Médias et nouvelles technologies: quelle coéxistence?

    L’innovation technologique a contribué de manière essentielle au developement du journalisme numérique. Mais peut-on résister face à la distribution de masse d’informations qui ne sont pas toujours vérifiées ? Est–ce que ce phénomène n’a pas mené à la manipulation de la société ? Cette question et beaucoup d’autres ont été au centre du colloque international intitulé « Le journalisme à l'ère des nouvelles technologies » organisé par la section moldave de l’UPF le 30 septembre 2016.

    Tout un vendredi, la Bibliothèque municipale de Chișinău «B. P. Hașdeu» est devenue un lieu parfait pour des débats sur ce thème. Journalistes, professeurs et étudiants ont eu la possibilité d’écouter des experts francophones venus de plusieurs pays pour discuter des problèmes les plus actuels liés au journalisme numérique.

    Dans sa présentation, Marc-Henri Jobin, directeur du Centre de formation au journalisme et aux médias de Lausanne, en Suisse, a rappelé chronologie des rédactions dans son pays : «Jusqu’aux  années 90, elles ont été essentiellement constituées de professionnels devant leur machine à écrire ou avec leur stylo à la main. Aujourd’hui, certaines nouvelles sont créées par des systèmes automatiques et publiées grâce à des algorithmes». 

    Pour sa part, Jean Kouchner, de l’Ecole de journalisme de Montpellier, a parlé de «journalisme lent» comme d’une espèce menacée d’extinction. Ses arguments étaient vraiment convaincants: aujourd’hui il est important d’être le premier à publier une information et pas du tout de vérifier  l’information. Il a établi à ce propos un parallèle saisissant: «Le journalisme, c’ est comme conduire une voiture. Plus on a d’expérience, plus on est sur de ce qu’on fait».

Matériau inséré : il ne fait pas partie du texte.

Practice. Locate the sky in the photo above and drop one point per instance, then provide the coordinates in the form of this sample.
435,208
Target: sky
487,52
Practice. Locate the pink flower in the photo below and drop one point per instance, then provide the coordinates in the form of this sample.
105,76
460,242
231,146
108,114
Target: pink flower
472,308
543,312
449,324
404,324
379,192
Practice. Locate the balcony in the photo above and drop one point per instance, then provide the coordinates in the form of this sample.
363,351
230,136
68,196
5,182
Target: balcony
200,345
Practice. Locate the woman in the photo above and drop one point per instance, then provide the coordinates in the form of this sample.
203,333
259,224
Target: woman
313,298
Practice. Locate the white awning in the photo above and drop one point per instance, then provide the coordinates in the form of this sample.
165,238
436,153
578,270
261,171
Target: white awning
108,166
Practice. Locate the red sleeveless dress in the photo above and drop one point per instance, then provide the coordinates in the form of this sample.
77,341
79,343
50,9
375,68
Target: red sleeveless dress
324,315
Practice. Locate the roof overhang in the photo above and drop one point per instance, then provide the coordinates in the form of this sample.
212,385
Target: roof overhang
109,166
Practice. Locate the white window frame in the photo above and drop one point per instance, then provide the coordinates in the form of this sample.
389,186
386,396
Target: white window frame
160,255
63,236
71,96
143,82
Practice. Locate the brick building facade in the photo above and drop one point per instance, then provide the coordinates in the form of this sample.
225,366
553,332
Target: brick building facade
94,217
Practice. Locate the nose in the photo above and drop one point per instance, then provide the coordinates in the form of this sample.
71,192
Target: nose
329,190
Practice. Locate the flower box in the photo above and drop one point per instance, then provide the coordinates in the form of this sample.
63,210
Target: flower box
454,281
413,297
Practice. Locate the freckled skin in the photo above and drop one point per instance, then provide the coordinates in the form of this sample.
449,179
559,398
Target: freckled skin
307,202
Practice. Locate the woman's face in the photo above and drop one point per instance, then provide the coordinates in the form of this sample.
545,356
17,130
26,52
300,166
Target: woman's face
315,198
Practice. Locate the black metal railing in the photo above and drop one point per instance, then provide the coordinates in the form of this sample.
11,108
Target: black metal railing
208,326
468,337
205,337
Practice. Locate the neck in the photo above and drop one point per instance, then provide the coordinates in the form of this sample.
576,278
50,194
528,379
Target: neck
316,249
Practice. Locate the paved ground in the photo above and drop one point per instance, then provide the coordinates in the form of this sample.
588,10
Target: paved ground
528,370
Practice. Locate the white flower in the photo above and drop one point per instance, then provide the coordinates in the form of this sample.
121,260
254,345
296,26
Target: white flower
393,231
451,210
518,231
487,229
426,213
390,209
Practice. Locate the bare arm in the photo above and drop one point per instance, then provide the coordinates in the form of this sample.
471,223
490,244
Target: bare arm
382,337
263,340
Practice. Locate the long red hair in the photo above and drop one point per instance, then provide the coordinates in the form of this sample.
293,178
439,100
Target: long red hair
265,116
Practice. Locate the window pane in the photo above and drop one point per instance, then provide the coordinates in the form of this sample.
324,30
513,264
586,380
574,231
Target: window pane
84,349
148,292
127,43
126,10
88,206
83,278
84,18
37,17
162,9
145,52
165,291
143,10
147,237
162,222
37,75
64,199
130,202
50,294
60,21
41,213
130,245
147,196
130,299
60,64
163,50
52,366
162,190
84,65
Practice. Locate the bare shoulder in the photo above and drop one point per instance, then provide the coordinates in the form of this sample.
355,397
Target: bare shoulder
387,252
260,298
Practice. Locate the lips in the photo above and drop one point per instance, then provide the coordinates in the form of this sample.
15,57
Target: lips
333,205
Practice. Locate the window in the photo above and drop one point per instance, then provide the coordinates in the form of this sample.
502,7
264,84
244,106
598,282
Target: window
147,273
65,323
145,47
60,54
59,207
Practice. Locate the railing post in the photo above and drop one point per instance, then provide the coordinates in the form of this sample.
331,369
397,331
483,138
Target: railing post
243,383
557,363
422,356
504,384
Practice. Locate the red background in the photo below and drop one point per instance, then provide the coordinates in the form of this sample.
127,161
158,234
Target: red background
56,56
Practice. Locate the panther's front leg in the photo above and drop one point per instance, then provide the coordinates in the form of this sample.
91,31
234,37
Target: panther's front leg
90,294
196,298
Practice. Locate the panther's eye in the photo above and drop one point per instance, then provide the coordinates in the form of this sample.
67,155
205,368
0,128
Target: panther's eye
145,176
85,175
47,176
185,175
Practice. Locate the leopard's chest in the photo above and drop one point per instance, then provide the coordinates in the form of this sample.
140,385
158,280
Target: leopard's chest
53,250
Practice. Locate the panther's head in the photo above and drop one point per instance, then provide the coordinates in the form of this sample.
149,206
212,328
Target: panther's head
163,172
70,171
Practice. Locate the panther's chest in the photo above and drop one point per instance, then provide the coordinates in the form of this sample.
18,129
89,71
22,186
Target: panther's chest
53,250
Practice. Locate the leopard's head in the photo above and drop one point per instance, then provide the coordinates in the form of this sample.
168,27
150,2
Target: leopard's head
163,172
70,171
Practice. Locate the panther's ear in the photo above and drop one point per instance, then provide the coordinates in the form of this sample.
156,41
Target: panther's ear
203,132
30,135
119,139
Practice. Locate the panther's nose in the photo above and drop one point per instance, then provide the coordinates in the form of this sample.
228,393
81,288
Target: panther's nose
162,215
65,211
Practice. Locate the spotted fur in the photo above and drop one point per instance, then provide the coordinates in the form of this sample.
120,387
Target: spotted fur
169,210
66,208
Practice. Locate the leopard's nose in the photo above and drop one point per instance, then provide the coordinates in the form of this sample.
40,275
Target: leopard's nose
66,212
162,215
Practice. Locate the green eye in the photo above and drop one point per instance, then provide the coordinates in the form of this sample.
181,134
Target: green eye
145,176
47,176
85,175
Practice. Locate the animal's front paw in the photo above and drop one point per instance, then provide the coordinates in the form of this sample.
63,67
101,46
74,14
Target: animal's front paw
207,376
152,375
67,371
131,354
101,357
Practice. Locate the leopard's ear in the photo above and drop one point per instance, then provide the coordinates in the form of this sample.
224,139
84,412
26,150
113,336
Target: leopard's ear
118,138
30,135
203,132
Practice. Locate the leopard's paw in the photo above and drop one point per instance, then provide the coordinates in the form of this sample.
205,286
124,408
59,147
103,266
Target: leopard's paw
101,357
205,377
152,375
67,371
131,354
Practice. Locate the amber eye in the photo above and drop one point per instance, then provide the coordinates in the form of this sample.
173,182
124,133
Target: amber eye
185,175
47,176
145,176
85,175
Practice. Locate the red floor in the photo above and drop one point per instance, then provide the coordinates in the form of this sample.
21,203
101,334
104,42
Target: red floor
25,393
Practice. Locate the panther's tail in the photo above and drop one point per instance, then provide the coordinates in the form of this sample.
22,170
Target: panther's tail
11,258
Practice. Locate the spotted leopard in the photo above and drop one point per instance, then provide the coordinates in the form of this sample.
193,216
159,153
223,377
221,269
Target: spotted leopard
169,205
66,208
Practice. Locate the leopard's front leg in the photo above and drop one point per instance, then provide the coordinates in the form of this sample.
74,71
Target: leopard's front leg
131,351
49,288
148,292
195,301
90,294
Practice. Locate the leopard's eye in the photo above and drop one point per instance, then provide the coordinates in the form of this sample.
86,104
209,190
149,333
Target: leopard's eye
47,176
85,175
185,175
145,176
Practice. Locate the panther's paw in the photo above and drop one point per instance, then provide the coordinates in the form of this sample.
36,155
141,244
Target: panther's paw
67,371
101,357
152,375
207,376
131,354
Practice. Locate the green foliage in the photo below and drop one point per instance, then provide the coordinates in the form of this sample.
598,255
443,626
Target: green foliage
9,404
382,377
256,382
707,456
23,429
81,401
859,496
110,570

    Enseignante à l’Université française d’Erevan, Zara Nazarian a consacré son intervention aux défis posés par les nouveaux medias. Elle a rappelé aux étudiants présents dans la salle qu’il ne fallait pas oublier de filtrer les informations reçues quotidiennement en très grand  nombre, notamment  par l’intermédiaire des réseaux sociaux. Néanmoins elle a souligné le fait que parmi les bloggeurs et les personnes qui écrivent sur leurs pages ou profils personnels il y en a beaucoup qui le font mieux que certains journalistes...

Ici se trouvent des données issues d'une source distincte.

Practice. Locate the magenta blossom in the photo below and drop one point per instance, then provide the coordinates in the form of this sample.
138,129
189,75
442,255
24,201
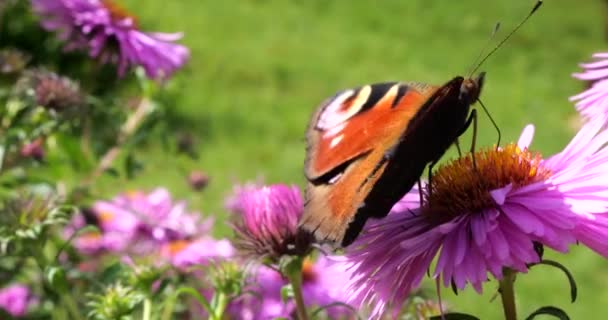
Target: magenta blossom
184,253
15,299
267,219
110,33
593,102
262,298
324,282
484,220
140,223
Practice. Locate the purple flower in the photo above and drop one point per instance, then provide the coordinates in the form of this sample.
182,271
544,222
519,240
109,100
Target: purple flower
140,223
481,221
267,221
593,102
184,253
110,33
323,283
262,299
15,299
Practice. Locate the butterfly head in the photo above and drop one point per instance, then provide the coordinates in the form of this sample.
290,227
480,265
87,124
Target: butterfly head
471,88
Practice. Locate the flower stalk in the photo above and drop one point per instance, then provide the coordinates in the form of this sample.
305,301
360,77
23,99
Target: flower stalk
292,269
507,294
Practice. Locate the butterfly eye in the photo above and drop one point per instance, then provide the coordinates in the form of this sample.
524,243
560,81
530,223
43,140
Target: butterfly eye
469,89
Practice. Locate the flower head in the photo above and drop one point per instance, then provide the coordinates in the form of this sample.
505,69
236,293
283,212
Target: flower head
15,299
111,33
323,283
12,60
483,215
142,223
186,253
49,90
593,102
267,221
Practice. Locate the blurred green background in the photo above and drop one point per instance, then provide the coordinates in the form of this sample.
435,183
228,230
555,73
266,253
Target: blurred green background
259,69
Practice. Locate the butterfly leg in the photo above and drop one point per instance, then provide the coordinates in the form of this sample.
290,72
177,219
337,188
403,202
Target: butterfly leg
471,120
493,123
430,183
474,138
457,144
420,192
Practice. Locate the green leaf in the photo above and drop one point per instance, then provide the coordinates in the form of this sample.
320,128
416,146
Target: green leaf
113,273
55,276
132,166
549,310
286,293
454,316
573,288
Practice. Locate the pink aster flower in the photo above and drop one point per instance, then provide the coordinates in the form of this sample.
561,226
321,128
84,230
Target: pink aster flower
140,223
323,283
262,298
267,219
480,221
186,253
15,299
110,33
593,102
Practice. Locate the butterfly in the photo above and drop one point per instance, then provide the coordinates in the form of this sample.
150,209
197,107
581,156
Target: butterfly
368,146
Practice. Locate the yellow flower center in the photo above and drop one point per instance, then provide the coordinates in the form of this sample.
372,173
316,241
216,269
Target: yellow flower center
459,187
106,216
118,12
308,271
176,247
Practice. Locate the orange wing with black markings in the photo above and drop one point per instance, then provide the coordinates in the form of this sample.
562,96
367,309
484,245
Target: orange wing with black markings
368,146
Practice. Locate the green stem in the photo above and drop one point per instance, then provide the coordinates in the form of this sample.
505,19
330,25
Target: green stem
70,305
294,274
147,314
168,309
219,304
507,294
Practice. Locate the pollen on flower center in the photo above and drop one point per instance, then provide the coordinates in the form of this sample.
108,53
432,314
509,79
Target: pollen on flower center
460,188
118,12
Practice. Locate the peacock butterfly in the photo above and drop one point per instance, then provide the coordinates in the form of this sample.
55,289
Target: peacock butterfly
368,146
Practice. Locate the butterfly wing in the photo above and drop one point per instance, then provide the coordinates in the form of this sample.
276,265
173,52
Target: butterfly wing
349,141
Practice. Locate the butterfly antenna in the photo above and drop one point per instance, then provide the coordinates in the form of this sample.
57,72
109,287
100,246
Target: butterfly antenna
483,49
536,6
485,110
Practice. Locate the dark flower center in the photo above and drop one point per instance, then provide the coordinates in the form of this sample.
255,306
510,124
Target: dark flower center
459,188
308,272
118,12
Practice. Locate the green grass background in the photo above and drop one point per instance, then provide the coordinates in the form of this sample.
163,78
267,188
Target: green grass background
259,68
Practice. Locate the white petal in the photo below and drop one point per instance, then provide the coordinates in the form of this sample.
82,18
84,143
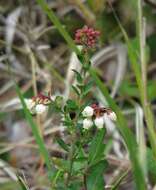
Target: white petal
88,111
87,123
40,108
29,103
112,116
99,122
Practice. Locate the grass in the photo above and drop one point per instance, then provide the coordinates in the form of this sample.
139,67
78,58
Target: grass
127,135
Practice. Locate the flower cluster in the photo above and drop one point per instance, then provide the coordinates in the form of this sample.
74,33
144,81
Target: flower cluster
86,37
38,104
96,115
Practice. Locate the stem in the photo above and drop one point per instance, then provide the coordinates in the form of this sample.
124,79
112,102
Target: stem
71,160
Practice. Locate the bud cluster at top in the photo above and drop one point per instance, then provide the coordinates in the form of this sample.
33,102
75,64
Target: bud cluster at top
86,37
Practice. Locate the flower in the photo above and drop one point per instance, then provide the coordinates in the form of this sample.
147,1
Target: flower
112,116
40,108
88,111
99,122
86,36
29,103
87,123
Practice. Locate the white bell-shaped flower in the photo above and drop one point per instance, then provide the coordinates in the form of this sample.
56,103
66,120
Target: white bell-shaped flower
29,103
99,122
88,111
87,123
112,116
40,108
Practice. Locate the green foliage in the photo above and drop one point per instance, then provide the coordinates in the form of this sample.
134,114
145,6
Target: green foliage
96,151
95,180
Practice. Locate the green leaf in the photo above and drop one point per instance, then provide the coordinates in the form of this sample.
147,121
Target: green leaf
71,105
62,144
95,179
97,147
78,76
87,88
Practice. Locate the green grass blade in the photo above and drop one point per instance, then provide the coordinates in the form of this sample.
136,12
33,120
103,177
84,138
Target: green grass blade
126,133
35,131
134,58
122,126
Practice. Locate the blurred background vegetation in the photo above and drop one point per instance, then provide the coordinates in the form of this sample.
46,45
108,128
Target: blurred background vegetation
27,37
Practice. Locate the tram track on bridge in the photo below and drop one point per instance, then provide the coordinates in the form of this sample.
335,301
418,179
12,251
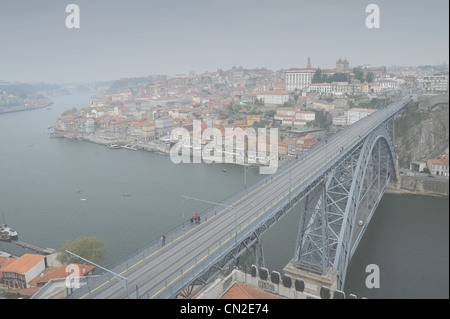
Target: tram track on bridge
222,225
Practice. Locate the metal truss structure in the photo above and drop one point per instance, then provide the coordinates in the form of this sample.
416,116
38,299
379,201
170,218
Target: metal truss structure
336,186
336,207
335,214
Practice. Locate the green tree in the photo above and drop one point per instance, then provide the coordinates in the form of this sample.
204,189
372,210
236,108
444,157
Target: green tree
90,248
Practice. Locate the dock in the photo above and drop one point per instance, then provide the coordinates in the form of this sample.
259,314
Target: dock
46,251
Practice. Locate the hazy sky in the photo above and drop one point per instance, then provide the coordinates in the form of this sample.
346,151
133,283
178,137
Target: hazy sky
136,38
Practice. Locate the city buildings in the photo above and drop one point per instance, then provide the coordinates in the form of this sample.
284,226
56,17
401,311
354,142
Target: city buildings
435,83
355,114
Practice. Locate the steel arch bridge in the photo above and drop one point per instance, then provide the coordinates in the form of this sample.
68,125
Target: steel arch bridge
337,210
337,186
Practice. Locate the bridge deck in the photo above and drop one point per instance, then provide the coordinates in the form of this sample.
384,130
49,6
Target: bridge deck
158,270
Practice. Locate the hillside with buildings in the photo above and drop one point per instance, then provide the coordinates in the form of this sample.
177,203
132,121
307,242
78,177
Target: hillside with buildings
305,104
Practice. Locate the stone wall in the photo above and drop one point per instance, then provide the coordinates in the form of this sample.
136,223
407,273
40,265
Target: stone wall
419,185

    Les termes «journalisme assis» et «journalisme debout» ont été éxpliqués au public par Cecile Vrain, professeure de l’Ecole supérieure de journalisme de Paris. Elle a comparé le journaliste qui reste face à l’écran de son ordinateur pout procéder à ses recherches avec celui qui rencontre ses interlocuteurs dans la rue et qui cherche les preuves dans la vie réelle.

    Deux études de cas ont été présentées  au colloque – la première a touché un  scandale qui a eu lieu en Roumanie en mai 2016, lorsqu’un journalise a révélé sur son blog que des informtions selon lesquelles  les produits désinfectants utilisés dans les hôpitaux publics roumains étaient  trop dilués.

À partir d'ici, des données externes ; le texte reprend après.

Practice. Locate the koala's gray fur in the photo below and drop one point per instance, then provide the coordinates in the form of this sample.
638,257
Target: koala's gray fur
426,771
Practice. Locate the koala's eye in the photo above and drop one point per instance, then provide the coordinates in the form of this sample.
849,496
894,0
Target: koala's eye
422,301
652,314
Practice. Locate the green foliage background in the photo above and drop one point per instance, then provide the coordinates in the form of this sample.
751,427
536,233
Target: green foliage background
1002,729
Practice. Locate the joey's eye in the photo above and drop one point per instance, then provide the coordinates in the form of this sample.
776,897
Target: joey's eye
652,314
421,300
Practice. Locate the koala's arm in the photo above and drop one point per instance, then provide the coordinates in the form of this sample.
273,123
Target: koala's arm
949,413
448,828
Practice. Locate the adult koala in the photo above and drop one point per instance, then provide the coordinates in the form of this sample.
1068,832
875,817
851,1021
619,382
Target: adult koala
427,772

    La deuxième étude de cas concernait la couverture par les médias moldaves des actes terroristes du mois de mars à Bruxelles. Aneta Gonța,  collaboratrice de la Faculté de journalisme et des sciences de la communication de l’Université d’Etat de Chișinău, a mis en évidence les informations souvent inexactes concerant les attaques terroristes qui ont fait 34 morts en Belgique. Les Moldaves ont ainsi été mal informés parce que des journalistes n’avaient pas vérifié les données trouvées.

    Les échanges entre les intervenants et le public ont mis en évidence une seule conclusion: la véracité du contenu constitue l’élément le plus important pour tous ceux qui font des médias de qualité.